| |
For OEMs (PC, sound card, and voice modem manufactures)
Many sound cards and sound devices shipped today do not work well
with Speech Recognition and Text-to-Speech because of a few small flaws in their design.
Luckily, the flaws are easy to fix and significantly improve the usability of speech for
the user. This document describes the work that an OEM should do to insure the speech
recognition and text-to-speech work well on their sound device.
Note: This document references the Telex desktop microphone and
Telex Nomad microphone as a means of testing the sound device. The intent is NOT to
promote any particular microphone. Telex microphones are mentioned because they are widely
available.
CPU Wave-in/out Functionality
This section describes the functionality that a sound device and
microphone should have to produce good speech recognition and text-to-speech from the PCs
local microphone and speaker.
Wave Out
For text-to-speech to work well on a sound card, the sound cards
DAC should support:
| 16-bit, mono. 8 kHz, 11.25 kHz, 16.00 kHz, and 22.50 kHz sampling
rates need to be supported by the DAC. |
| Volume control for the digital output also needs to be supported.
Volume should be on a linear scale from 0x0000 to 0xffff. Since most mixer chips support
decibels, the driver needs to convert between linear and logarithmic. 0xffff is -0.0 dB.
0x8000 is -6.0 dB. 0x4000 is -12.0 dB. Etc. Every halving of the volume is 6 dB less.
|
| waveOutGetPos() needs to be accurate to within 1/60th second so that
lip synchronization code works well. |
| The DMA ping-pong buffers should be less than or equal to 1/16th of a
second apiece to insure fast response times for starting and stopping playback. |
Wave In
For speech recognition to work well, the wave in driver should
support:
| 16-bit mono. 8 kHz, 11.25 kHz, 16.00 kHz, and 22.50 kHz. |
| Volume control for the digital record also needs to be supported.
Volume should be on a linear scale from 0x0000 to 0xffff. Since most mixer chips support
decibels, the driver needs to convert between linear and logarithmic. 0xffff is -0.0 dB.

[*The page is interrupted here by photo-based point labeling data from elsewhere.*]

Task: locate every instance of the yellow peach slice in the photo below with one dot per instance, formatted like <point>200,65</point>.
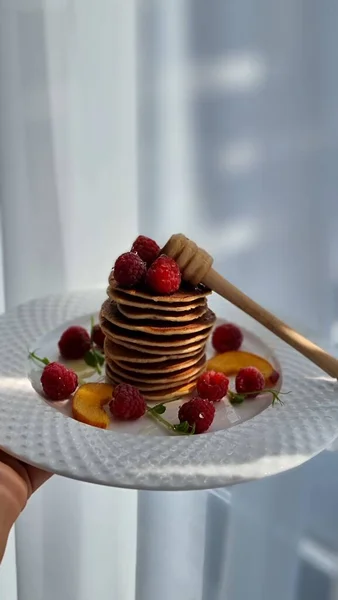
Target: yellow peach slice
<point>88,402</point>
<point>230,363</point>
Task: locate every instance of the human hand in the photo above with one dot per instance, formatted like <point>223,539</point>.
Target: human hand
<point>18,481</point>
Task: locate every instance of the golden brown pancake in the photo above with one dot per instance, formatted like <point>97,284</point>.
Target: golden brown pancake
<point>132,355</point>
<point>161,351</point>
<point>163,395</point>
<point>144,340</point>
<point>166,366</point>
<point>159,376</point>
<point>185,294</point>
<point>111,313</point>
<point>127,300</point>
<point>135,313</point>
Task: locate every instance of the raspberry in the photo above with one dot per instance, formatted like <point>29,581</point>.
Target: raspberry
<point>164,276</point>
<point>129,269</point>
<point>274,377</point>
<point>97,336</point>
<point>198,412</point>
<point>227,337</point>
<point>146,248</point>
<point>58,382</point>
<point>74,343</point>
<point>128,403</point>
<point>212,385</point>
<point>250,380</point>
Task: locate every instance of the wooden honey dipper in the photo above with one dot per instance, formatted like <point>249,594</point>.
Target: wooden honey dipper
<point>196,267</point>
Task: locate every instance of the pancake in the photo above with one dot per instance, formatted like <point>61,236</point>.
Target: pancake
<point>135,313</point>
<point>116,378</point>
<point>163,395</point>
<point>111,313</point>
<point>166,366</point>
<point>144,340</point>
<point>127,300</point>
<point>132,355</point>
<point>159,351</point>
<point>186,293</point>
<point>160,376</point>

0x8000 is -6.0 dB. 0x4000 is -12.0 dB. Etc. Every halving of the volume is 6 dB less.
|
| The attenuation should range from at least 0.0 dB to -24 dB. A range
of 40 dB is desirable to accommodate more microphones. |
| The DMA ping-pong buffers should be less than or equal to 1/16th of a
second apiece to insure fast response times for starting and stopping record. Smaller DMA
buffers also improve speech recognition response time. |
| Enough gain so that when Telex Nomad is worn (or telex desktop is
spoken to from 6" to 12" distance) and attenuation is -12 dB from max, users
normal speech will peek VU at about -6DB from max. See below for information that we
supply about the test application. |
| The combination of the ambient noise from the microphone and sound
card should not be louder than -33 dB. It should be closer to -45 dB for dictation to work
well. See below for information about the test application. |
| If the user speaks too loudly and clipping occurs, make sure that the
signal as distorted as little as possible. |
| Watch out for 60 Hz hum. |
| Hardware automatic gain decreases speech recognition accuracy. Its
best to let the speech recognizer control the volume. |
| (Optional) The Microsoft Multimedia DDK describes a "low
priority" wave-in driver which allows speech recognition to listen all of the time.
If another application plays a sound or records, the speech recognition "device"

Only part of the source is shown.